Deploy a fine-tuned model for command generation using vLLM

New in 3.10

This page relates to the fine-tuning recipe, which is a beta feature available starting with version 3.10.0

After you have fine-tuned a base language model for the task of command generation, you can deploy it to be used by a development or production CALM assistant.

The deployed fine-tuned model must be accessible by the assistant via an OpenAI compatible API.

It is highly recommended that you use the vLLM model serving library (version 0.6.0), as it provides an OpenAI compatible server.

This page provides advice on how to deploy a fine-tuned model with vLLM in different environments. The same instructions can be used to deploy any language model from Hugging Face, not necessarily one that you have fine-tuned.

info

After deploying your model, you will have to update your assistant's config for it to use the model behind a vLLM model server for command generation.

System requirements

Deploying a language model necessitates a GPU accelerator in order to achieve fast inference latency.

If you are using a language model with billions of parameters, such as Llama 3.1, it is highly recommended that you use a GPU with a relatively large amount of memory, such as the NVIDIA A100.

You should use a system with at least the same amount of resources as was used to fine-tune the model.

Deploy the fine-tuned model to a development environment

Assuming that you have already installed vLLM==0.6.0 and your fine-tuned model files are in a directory called finetuned_model, you can deploy it locally for development as a vLLM server:

vllm serve finetuned_model

If you run your assistant locally too, it will be able to access the port of your vLLM server on localhost. The name of the model to be used in API calls, unless overriden with flags, will be finetuned_model.

Refer to the official documentation for all the flags available for the vllm serve command, as they can have an impact on prediction latency.
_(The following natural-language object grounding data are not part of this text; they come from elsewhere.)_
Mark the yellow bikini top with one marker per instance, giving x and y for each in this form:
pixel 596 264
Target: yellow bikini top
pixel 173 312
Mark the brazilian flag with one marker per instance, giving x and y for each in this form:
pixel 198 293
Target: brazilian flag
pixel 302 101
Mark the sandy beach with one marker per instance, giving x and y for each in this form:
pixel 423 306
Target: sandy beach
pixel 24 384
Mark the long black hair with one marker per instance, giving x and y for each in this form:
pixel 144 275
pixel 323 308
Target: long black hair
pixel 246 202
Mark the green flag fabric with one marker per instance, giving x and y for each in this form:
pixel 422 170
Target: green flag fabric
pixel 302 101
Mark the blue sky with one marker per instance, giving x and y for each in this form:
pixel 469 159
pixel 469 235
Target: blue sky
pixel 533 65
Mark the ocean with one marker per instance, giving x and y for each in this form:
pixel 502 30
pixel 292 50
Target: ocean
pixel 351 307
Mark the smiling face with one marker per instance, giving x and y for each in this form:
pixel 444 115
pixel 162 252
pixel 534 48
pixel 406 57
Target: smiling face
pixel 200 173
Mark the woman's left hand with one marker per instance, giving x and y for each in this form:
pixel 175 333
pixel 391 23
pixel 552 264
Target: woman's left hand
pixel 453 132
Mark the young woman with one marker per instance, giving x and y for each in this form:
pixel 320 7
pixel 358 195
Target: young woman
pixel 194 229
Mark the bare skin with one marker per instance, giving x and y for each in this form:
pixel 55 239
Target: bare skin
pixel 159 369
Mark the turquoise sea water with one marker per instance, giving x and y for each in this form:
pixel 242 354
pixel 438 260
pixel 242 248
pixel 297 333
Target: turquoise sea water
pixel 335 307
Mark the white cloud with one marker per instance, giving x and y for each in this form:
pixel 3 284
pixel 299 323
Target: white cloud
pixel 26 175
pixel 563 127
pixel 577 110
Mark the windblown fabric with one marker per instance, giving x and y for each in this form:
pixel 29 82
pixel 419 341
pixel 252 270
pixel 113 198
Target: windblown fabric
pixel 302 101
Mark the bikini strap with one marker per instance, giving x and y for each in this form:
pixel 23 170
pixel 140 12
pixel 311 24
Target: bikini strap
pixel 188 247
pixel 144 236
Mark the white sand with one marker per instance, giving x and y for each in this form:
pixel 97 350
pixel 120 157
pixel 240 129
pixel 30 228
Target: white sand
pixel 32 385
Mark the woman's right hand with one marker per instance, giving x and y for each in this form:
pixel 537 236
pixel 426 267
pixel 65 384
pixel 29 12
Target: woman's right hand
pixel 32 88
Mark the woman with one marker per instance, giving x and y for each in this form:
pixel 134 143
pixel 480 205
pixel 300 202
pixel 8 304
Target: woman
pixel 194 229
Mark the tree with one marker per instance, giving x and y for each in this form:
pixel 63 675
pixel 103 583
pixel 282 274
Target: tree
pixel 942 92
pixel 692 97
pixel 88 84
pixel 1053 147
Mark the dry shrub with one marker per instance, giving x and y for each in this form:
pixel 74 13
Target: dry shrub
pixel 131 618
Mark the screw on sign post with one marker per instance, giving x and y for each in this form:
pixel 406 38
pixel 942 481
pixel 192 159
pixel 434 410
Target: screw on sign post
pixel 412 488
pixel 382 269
Deploy the fine-tuned model to a production environment

VM instance

It is recommended that you use the official vLLM docker image if you want to run a fine-tuned model on a VM instance for use with a production assistant. The recommended version of vllm is 0.6.0

Assuming you have:

  • already installed Docker and the NVIDIA Container Toolkit in a VM instance with an NVIDIA GPU
  • the fine-tuned model files available on the instance in a directory called finetuned_model You can start the vLLM server on that instance using the docker command below. Make sure to first update the value of the --served-model-name flag, which will override the name of the model used in API calls.
docker run --runtime nvidia --gpus all \
-v "./finetuned_model:/mnt/models" \
-p 8000:8000 --ipc="host" \
vllm/vllm-openai:latest \
--model "/mnt/models" \
--served-model-name "CHANGEME"

You will then need to expose the vLLM server port to the outside world so your assistant can access it via a public IP address.

Kubernetes cluster

It is recommended that you use the KServe model inference platform when deploying a fine-tuned model to a Kubernetes cluster for use in production, due to the integrated vLLM runtime.

It is also recommended that you put your model files in a cloud object store, as KServe can automatically download models from buckets. You must first configure KServe with the credentials for your cloud storage provider, such as with Amazon S3 or with Google Cloud Storage.

Assuming that your cluster already has KServe installed and has at least one NVIDIA GPU node with appropriate drivers, you can use the manifest below to deploy a fine-tuned model from a bucket. First, make sure to update the values of:

  • the metadata.name field with a unique name for your model inference service
  • the STORAGE_URI environment variable with the cloud storage URI for your model
  • the --served-model-name flag with the model name to be used when calling the OpenAI API
apiVersion: serving.kserve.io/v1beta1
kind: InferenceService
metadata:
name: "CHANGEME"
spec:
predictor:
containers:
- name: "main"
image: "kserve/vllmserver:latest"
command:
- "python3"
- "-m"
- "vllm.entrypoints.openai.api_server"
args:
- "--port"
- "8000"
- "--model"
- "/mnt/models"
- "--served-model-name"
- "CHANGEME"
env:
- name: "STORAGE_URI"
value: "CHANGEME"
resources:
limits:
nvidia.com/gpu: "1"

If your CALM assistant is deployed in the same cluster as your fine-tuned model, you can exploit the Kubernetes DNS and use the internal URI of your inference service in your assistant config. Otherwise, you will have to set up your own ingress and use the external IP of your service.